Marco Minniti quindi, da un lato riconosce che le migrazioni sono strutturali, e che non possono essere gestite come se fossero un’emergenza. È “oggettivamente” più lucido di chi ci governa. Che, non a caso, da un lato fa la faccia feroce, dall’altro vara un decreto flussi abbastanza capiente. D’altronde, deve stare attento alle esigenze di pezzi di economia che prosperano sulla violenza che i governi riversano sui migranti. Si spera che dei lavoratori stigmatizzati e discriminati dalle istituzioni, in bilico tra legalità e illegalità, siano più docili. Per Minniti, inoltre, bisogna guardare alle migrazioni come a una risorsa, in particolare demografica. Da questo punto di vista, la crescita della popolazione africana è positiva. “Abbiamo bisogno dell’Africa”. Ma proprio perciò, non possiamo “consegnare il movimento delle persone nelle mani dei trafficanti di esseri umani”.
Tanto Sant’Agostino quanto Charles Tilly pensavano agli Stati come bande di briganti o racket organizzati che però possono fregiarsi della legittimità della propria violenza. Per Minniti, i “trafficanti” sono nemici assoluti, mentre gli Stati che organizzano campi di detenzione dove i diritti sono strutturalmente violati vanno bene. Basta coinvolgere Nazioni Unite e altre istituzioni e si può così dare un’aggiustatina al patto con la Tunisia. Bisogna inoltre versare 4.5 miliardi in due anni dall’Europa all’Africa. Così si potranno affrontare “alla radice” i fattori che determinano le migrazioni. Tra i vari che elenca, mancano il peso di colonialismo e subordinazione postcoloniale (di cui dichiara la fine, salvo dire che i nuovi cattivi imperialisti sono Cina e Russia). Si suppone per realismo, perché non serve autoflagellarsi, come insegnano altri campioni di pensiero per adulti sul Corriere della Sera. Al contrario, l’Italia, “per storia, cultura e geografia”, deve avere un ruolo centrale nella nuova missione per l’Africa. E non per pagare delle riparazioni.
Infine, bisogna riformare la Bossi Fini, e lo può fare anche il Governo, perché si tratta di adeguare l’analisi e le leggi alla mutata realtà. L’implicito è che ieri quella legge potesse avere senso, oggi no. Minniti quindi riconosce che allungare i tempi di detenzione nei CPR non serve a molto ma bisogna invece comparare i “trafficanti di esseri umani” ai terroristi internazionali. Si suppone perché entrambi operano sul globo terracqueo, come acutamente compreso dal nostro Governo. D’altronde, Minniti da sempre legittima la scelta di far morire le persone in mare o in Libia scaricando la responsabilità sui cd. trafficanti di esseri umani.

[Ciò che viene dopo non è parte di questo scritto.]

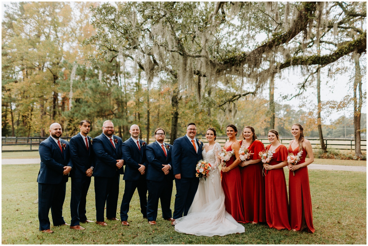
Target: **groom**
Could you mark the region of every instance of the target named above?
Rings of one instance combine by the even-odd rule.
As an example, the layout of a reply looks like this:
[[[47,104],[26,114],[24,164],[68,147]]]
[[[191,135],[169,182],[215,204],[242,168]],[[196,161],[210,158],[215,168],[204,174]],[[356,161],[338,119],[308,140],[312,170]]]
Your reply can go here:
[[[188,214],[198,188],[199,179],[195,177],[195,167],[202,159],[203,143],[195,138],[197,134],[195,124],[190,123],[186,135],[174,141],[171,158],[176,187],[174,219],[182,217],[183,213],[184,216]]]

Peccato che le persone migrino decidendo, a causa di diverse ragioni, di spostarsi. A differenza degli schiavi che venivano rapiti e trasportati contro la propria volontà. Questo non fa di chi organizza le migrazioni illegalizzate un santo ma neanche a priori un nemico di pari livello di chi pratica attentati terroristici mortali. A meno di considerare i migranti delle armi, come la letteratura realista ci insegna, in termini di guerre ibride. Minniti poi conclude concedendo che l’integrazione «è un pezzo fondamentale delle politiche della sicurezza». Come già visto, il paradigma è quello securitario, ma con qualche correzione di compromesso con la realtà – i migranti ci sono e continueranno ad esserci – e qualche vago richiamo alla democrazia – che serve a blindare la scelta di continuare a fare accordi con autocrazie. Per difendere il nostro benessere di democrazie.